As 2011 comes to an end, it’s very encouraging to be able to look back on a year of vastly improved fortunes for English livestock producers, with prices reaching unprecedented levels for both sheep and cattle.
Robust domestic demand combined with strong export sales resulted in the R4L steer price breaking through the 300p per kg barrier in early April. Ongoing tight supplies on the global market, together with the recent opening of 37 non-EU export markets, contributed to continued strong demand, and by early December the price reached 346p per kg.
Overall cattle slaughterings have been higher in 2011 than year earlier levels, however numbers have fallen back as the year has progressed, with the most recent figures showing that October throughputs were 6% lower on the year.
Strong demand for beef on the export market resulted in UK beef shipments increasing by 36% year on year in the January to October period.
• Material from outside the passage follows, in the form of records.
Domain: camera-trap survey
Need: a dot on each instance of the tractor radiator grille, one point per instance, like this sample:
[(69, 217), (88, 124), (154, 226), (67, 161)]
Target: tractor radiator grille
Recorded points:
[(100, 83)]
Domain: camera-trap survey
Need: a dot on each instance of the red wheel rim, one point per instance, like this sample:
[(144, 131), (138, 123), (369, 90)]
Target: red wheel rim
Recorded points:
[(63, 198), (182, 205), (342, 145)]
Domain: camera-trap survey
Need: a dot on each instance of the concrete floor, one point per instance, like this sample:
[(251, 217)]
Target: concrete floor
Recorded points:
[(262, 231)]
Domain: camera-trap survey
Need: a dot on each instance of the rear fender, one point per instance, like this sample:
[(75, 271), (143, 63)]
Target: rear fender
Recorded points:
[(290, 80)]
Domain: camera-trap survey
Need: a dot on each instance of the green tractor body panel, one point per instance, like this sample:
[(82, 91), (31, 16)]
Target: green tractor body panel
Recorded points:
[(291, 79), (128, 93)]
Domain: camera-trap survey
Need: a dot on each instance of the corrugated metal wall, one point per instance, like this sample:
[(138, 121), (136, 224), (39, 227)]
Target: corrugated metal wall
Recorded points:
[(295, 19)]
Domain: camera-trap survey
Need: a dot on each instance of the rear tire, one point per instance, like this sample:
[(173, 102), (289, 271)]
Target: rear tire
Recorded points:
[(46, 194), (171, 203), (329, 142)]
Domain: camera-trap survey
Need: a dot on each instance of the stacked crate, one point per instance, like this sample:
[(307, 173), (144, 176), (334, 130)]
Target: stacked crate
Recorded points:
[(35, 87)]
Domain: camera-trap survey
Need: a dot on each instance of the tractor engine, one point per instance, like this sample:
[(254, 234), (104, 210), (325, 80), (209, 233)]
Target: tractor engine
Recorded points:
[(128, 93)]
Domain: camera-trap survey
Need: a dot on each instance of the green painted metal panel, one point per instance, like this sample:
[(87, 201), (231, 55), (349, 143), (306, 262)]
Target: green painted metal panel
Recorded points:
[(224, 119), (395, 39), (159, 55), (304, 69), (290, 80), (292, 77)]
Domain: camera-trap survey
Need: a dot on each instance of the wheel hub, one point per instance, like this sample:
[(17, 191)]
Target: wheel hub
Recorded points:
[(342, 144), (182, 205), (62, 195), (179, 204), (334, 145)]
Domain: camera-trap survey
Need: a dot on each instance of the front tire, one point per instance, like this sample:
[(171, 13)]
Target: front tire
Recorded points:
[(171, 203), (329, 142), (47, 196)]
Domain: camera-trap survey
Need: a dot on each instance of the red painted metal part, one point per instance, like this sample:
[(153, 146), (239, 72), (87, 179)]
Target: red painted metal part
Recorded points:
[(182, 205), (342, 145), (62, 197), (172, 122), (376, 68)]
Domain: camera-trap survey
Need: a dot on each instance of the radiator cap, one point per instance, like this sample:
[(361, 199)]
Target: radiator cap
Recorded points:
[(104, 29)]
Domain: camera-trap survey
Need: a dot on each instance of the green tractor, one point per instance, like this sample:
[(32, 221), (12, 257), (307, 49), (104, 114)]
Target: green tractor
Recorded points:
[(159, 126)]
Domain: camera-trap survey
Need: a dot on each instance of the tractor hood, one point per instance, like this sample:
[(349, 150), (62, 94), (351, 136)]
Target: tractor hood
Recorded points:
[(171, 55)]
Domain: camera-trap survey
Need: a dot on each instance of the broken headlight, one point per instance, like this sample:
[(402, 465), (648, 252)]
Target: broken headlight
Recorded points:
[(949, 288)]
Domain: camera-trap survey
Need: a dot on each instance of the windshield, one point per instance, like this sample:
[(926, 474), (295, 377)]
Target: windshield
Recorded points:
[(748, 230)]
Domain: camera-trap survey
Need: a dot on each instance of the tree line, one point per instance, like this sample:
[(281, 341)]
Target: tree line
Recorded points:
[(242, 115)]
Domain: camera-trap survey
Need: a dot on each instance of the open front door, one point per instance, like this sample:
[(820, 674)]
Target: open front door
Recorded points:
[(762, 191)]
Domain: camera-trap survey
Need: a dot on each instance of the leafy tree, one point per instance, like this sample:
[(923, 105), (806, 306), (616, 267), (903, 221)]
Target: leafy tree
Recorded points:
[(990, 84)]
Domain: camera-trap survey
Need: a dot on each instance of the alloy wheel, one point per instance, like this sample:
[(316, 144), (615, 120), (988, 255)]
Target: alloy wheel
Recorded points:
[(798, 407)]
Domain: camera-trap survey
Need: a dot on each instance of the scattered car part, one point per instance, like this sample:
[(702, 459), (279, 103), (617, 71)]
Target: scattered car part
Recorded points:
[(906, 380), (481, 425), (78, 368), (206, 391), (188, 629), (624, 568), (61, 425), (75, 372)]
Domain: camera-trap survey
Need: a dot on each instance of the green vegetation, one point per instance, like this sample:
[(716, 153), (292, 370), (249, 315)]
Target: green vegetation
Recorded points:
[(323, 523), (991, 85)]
Although the EU remains the leading market for our beef, exports to non-EU countries have increased by two thirds in the 10 month period.
Looking ahead to 2012, supplies of slaughter cattle are expected to remain tight. Firm demand on the continent as well as the growing number of new markets is expected to keep export demand competitive. This combined with reduced volumes of imported fresh and frozen beef throughout 2011 and in to 2012 means that the outlook for UK beef production in 2012 is promising.
A buoyant export market in 2011 has also resulted in record prices for sheep producers, with the average SQQ lamb price reaching 260p per kg at auction at its peak in mid-May. New season lambs grew well throughout the dry spring and large numbers of spring lambs were encouraged on to the market in May and June by the prevailing high prices.
Slaughter statistics show lamb numbers in June were 10% higher than year earlier levels, applying some downward pressure on the price in line with the seasonal trend. However, the SQQ remained ahead of year earlier levels throughout the summer and autumn months, averaging 192p per kg in November and firmed further in early December.
Strong demand has led to good growth on the EU and wider export markets in 2011, with overall sheep meat shipments increasing by 11% in the first 10 months of the year. This increase is at a higher level than the uplift in production, meaning a larger proportion of UK sheep meat has been exported this year. In contrast, tight supplies on the global market have resulted in a 14% decline in imports for the same period, with shipments from New Zealand 17% lower than year earlier levels.
With some growth in the breeding flock, higher ewe lamb retentions in 2011, a predicted slight reduction in the lambing rate and lower adult sheep cullings, overall sheep meat production for 2012 is likely to be slightly lower than 2011 levels.
We can’t afford to ignore the situation in the Eurozone which could, of course, have an effect on the fortunes of the beef and lamb sectors. The market is set to see greater volatility which, as a rule, is not great for business. However, ongoing work in non-EU markets and the continued production of high quality beef and lamb puts us in a stronger position than other countries in the international economic storm. With global supplies remaining tight and demand increasing, it is very likely that demand for our products will remain robust. So hopefully our beef and sheep producers can enjoy a little festive cheer!